Location of the documentation

pandas.read_csv

Documentation problem

I've just noticed that s3fs is required when you read an URL from s3. While it is documented that you can read from S3, the implication that you need to install an extra is not documented.

Also, it would be nice if this was a pandas extra in setup.py (e.g. s3).

Comment From: jorisvandenbossche

The user guide mentions it: https://pandas.pydata.org/docs/user_guide/io.html#reading-remote-files, and the install guide as well: https://pandas.pydata.org/docs/getting_started/install.html#optional-dependencies

I think it would probably be too much to list all optional dependencies in the read_csv docstring as well (S3 is one, but eg Azure or Google Cloud need other optional deps), but we should maybe mention it in general that additional deps might be needed and link to one the other places where this is explained?

Comment From: MartinThoma

I wasn't aware that there are even more 😱

we should maybe mention it in general that additional deps might be needed

Sounds good! Should I make a PR?

Comment From: jorisvandenbossche

Yes, PR very welcome!

Comment From: abdoulayegk

hello, can I make a PR cuz till now nobody makes it yet?

Comment From: MartinThoma

@abdoulayegk Oops, sorry, I forgot. Please go ahead if you want to take care of that :-)

Comment From: alecglassford

  1. Perhaps this has already been noted, but it looks like fsspec also needs to be installed in addition to s3fs or gcsfs (related PR: #34266). This is reflected in the optional dependencies list but it's not necessarily obvious on first glance. It might be nice if the relevant rows noted this requirement, for example (my addition in bold):
Dependency Minimum Version Notes
gcsfs 0.6.0 Google Cloud Storage access (must be used with fsspec)
s3fs 0.4.0 Amazon S3 access (must be used with fsspec)
  1. If you're adding a link in the read_csv docstring to the optional dependencies list, it likely makes sense to add an identical link to the docstrings of other pandas.read_{format} methods. I'm not sure it applies to all of them, but at least pandas.read_json and pandas.read_excel.
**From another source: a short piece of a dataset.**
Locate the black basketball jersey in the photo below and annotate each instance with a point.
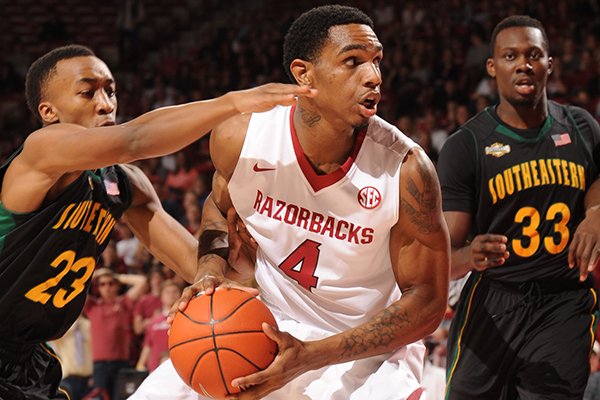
(47, 257)
(527, 185)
  2. I couldn't find a list of all the supported filesystems anywhere; the most comprehensive listing I found is this release note. Given that fsspec supports many filesystems, maybe it's not feasible to list them all (and keep up with a potentially growing list); however, the reading remote files section of the IO doc could be updated to link to the fsspec documentation for users to learn about additional compatible filesystems. (Unfortunately, I couldn't find a more concise list of supported filesystems in the fsspec documentation than the source code that I just linked to.)

Sorry if these are beyond the scope of this issue! They seemed closely related, so I thought that I would note these gaps here rather than create a new issue.